1 Mayıs 1970’te Öfkeli Tugay, “alternatif” ürünleriyle tanınan Biba adlı mağazaya bombalı saldırı düzenledi ve ardından, sitüasyonizmin etkisinin en açık biçimde görüldüğü şu bildiriyi yayınladı:
“Sıkılmakla meşgul olmadığın zamanlarda, alışveriş yapmakla meşgulsündür”
Son moda butiklerdeki bütün tezgâhtar kızlara, 1940’ların modasına ait aynı şeyler giydirilip aynı makyaj yapılıyor. Her şeyde olduğu gibi moda da kapitalizmin bütün yapabileceği geriye gitmek – gidebilecekleri başka bir yer yok – çünkü ölüler.
Oysa yarınlar bizim.
Hayat o kadar sıkıcı ki, bütün maaşını son moda eteğe ya da gömleğe harcamaktan başka yapabileceğin bir şey yok.
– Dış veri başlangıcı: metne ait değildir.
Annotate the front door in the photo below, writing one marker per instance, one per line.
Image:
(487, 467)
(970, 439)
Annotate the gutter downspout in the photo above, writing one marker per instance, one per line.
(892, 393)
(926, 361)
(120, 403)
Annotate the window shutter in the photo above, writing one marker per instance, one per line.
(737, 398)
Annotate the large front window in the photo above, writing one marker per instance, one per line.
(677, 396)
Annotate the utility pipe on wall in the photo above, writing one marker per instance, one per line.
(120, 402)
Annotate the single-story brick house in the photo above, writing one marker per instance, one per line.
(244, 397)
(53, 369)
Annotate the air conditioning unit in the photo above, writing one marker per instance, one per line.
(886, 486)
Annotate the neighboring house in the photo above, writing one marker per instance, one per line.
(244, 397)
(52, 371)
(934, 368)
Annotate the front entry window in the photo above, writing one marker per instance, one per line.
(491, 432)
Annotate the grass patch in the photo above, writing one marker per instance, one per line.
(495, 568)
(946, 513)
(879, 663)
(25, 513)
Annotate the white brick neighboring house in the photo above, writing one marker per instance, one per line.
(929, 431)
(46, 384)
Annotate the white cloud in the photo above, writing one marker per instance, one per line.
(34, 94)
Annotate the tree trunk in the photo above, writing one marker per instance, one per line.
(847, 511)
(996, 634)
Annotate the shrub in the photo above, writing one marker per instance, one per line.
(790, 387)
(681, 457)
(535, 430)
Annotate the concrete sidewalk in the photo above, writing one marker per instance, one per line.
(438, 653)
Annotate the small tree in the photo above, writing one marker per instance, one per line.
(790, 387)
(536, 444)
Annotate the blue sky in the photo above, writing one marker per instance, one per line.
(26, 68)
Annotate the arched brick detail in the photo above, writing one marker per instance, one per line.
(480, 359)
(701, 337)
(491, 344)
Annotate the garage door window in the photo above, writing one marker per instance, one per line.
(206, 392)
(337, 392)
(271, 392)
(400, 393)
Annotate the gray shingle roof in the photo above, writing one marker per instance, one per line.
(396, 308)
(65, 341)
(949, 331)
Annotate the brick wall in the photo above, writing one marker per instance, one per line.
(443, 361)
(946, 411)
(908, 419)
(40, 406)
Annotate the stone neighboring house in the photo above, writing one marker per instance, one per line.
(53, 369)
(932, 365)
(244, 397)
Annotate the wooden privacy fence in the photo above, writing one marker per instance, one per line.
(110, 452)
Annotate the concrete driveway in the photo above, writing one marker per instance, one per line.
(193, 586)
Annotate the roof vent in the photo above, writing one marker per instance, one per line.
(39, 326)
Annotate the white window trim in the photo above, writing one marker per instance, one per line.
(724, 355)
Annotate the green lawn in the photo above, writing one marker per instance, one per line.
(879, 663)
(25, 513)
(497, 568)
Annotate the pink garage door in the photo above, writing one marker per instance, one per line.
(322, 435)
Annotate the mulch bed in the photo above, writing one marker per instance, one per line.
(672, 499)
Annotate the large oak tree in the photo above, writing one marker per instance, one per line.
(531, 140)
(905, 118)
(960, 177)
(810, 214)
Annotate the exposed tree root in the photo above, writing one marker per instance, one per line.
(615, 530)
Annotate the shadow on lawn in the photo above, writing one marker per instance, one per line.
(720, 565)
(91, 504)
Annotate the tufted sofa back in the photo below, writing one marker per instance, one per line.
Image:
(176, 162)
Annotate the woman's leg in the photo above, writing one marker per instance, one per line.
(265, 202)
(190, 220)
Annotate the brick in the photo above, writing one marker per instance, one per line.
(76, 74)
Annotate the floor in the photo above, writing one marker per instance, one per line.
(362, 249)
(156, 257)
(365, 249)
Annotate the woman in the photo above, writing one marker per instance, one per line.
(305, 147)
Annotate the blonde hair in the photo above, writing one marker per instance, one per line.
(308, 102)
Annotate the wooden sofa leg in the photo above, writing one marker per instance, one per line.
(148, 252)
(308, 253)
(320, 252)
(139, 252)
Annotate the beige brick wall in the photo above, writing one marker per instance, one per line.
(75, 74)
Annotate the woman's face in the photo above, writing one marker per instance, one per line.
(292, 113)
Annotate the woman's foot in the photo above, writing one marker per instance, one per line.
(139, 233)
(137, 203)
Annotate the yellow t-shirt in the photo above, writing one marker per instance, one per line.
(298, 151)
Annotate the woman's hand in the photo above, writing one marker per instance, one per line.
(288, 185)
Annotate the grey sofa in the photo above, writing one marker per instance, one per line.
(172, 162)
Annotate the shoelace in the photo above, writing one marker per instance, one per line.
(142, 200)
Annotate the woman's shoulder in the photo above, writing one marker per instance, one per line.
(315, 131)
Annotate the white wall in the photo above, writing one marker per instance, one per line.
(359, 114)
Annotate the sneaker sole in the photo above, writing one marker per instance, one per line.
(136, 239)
Kardeşlerimiz, gerçek arzularınız neler?
Dükkânda oturup boş gözlerle uzaklara bakmak, sıkılmak, tatsız kahvenizden bir yudum almak mı? Yoksa belki de, PATLATMAK VE YAKIP YIKMAK mı? Butik denen modern köle evlerine yapabileceğiniz tek bir şey var: ONLARI YERLE BİR ETMEK. Kâr kapitalizmini ve insanlıkdışılığı iyileştiremezsiniz. Parçalanana kadar tekmeleyin yeter.
Öfkeli Tugay’ın izini sürmeye çalışan polis, sitüasyonist metinleri toplamak için Londra’nın altını üstüne getirirken, sitüasyonizmin karşı-kültürün tamamına yayılmış olduğunu görecekti.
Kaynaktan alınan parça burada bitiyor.